We gathered here on Wednesday, and it was very gratifying to see so many people here want to learn about prayer. We said that prayer is the way that we stand before the presence of God, that we acknowledge his existence, and that we attempt, through prayer, to have communion with him, to have union with him, to converse with him. This is part of our healing; this is part of our acknowledgment of who God is.
So when we come to the Church, we receive the sacraments of baptism, which forgives our sins; of chrismation, of this anointing with oil, which grants us the Holy Spirit. We receive the Eucharist, the body and blood of Christ in us, to give us new life. We receive unction when we’re ill and when we’re sick, the anointing with holy oil. And it says in the parable Jesus poured oil and wine on his wounds. You know, the medicine of 2,000 years ago wasn’t very sophisticated, but if we were saying the parable today, we would say he put antibiotic ointment on the wound; he cleaned it out; he put a bandage on the wound.

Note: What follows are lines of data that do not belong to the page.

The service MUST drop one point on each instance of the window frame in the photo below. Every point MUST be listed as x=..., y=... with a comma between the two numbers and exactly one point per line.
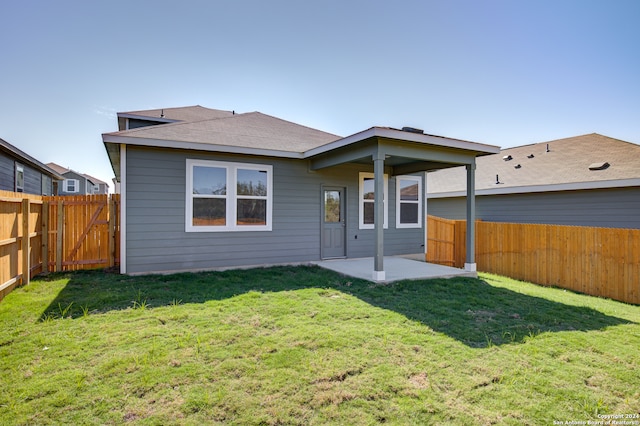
x=399, y=201
x=76, y=186
x=231, y=197
x=361, y=201
x=19, y=178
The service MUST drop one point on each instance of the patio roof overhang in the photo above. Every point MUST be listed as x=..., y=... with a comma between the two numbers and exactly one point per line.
x=404, y=152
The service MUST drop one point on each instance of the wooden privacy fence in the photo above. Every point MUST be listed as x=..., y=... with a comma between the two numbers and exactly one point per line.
x=62, y=233
x=601, y=262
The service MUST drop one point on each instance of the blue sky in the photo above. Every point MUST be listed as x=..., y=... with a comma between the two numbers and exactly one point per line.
x=501, y=72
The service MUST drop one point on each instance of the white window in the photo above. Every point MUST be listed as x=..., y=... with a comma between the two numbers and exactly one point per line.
x=367, y=200
x=19, y=178
x=71, y=185
x=408, y=202
x=225, y=196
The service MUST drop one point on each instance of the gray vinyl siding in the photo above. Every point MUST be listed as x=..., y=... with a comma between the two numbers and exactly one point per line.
x=155, y=218
x=610, y=208
x=32, y=180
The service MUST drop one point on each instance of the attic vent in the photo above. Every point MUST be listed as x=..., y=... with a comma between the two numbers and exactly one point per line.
x=599, y=166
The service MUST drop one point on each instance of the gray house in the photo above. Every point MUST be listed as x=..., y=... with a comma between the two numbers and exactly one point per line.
x=20, y=172
x=76, y=183
x=588, y=180
x=206, y=189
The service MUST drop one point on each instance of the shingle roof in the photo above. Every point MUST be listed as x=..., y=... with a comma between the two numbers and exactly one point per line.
x=62, y=170
x=251, y=130
x=189, y=113
x=58, y=168
x=567, y=162
x=23, y=156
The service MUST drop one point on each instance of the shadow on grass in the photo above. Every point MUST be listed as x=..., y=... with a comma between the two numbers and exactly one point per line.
x=466, y=309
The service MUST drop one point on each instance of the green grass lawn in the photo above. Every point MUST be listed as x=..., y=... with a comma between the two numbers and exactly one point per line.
x=302, y=345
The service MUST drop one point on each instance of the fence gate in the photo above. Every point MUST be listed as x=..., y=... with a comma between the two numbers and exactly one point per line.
x=441, y=241
x=82, y=231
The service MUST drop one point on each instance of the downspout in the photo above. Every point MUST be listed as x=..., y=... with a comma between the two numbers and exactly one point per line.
x=123, y=208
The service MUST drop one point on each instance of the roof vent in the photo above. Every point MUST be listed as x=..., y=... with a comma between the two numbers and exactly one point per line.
x=599, y=166
x=413, y=130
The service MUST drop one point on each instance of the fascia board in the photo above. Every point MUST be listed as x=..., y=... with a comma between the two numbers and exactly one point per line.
x=405, y=136
x=161, y=143
x=572, y=186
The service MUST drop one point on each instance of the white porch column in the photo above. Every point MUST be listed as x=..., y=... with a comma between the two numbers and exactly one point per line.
x=378, y=218
x=470, y=261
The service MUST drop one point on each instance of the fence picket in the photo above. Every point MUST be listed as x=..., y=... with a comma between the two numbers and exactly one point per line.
x=601, y=262
x=61, y=233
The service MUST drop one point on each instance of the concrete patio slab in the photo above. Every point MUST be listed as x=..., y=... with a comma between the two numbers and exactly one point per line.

This is all a metaphor for us. This is a metaphor that sin wounds us, and Jesus comes by, and through his grace, through the wine, that is, the Eucharist, through the oil, that is, unction and chrismation and mercy—it’s really taken from the Greek word for “mercy,” “oil.” They’re very close related: eleison, elaios. Christ is pouring mercy on our wounds.
So as members of the body of Christ, the best metaphor we can recall is the one that St. John Chrysostom says. He says the Church is not a court of law; it is rather a hospital for sin-sick sinners. Ultimately, all of us, in one way or another, are being constantly healed. And the entire point of the Gospel is that we are members of this hospital, the Church, being constantly healed, being constantly drawn into the life of God, becoming closer to him, becoming more like him. And what happens? What happens is, God willing, we get healed! We change. And because we recognize this change in us and this healing in us, and we in turn want to grant that mercy to each other, to other people who maybe even have harmed us or other people [who] are in need of healing—that’s the Church!
So this parable today, yes, it’s about being kind to other people and being nice to other people, but it’s really about the Church. It’s really about us. Jesus, in this parable, is the Samaritan; we are the person that got beat up. He takes us, finds us on the road, pours oil and wine in our wounds, pours mercy on us, new life into us, in order to heal us. It says he takes us to the inn. This is the inn! We’re in the inn! We’re in the hospital, the place that we’re being taken care of. And at the end, he tells the innkeeper, “Whatever it costs, I’ll repay you when I return.” “When I return”: what’s the return? The return is the second coming. Christ is coming again to repay all those who are showing mercy, who are showing the love of God and sharing that with other people.
Dear brothers and sisters in Christ, God has shown mercy on us. God is constantly healing us. And what he’s calling us to in this parable is to heal one another, is to love one another. Let us be merciful to everyone [whom] we meet, so that we can then show the source of our mercy, and that is the love and the life and the mercy of God himself that has been poured out on us. To him who is our life, with the Father and the Spirit, be glory, honor, and majesty, always, now and ever, and unto ages of ages. Amen. Glory to Jesus Christ! [Glory to him forever!]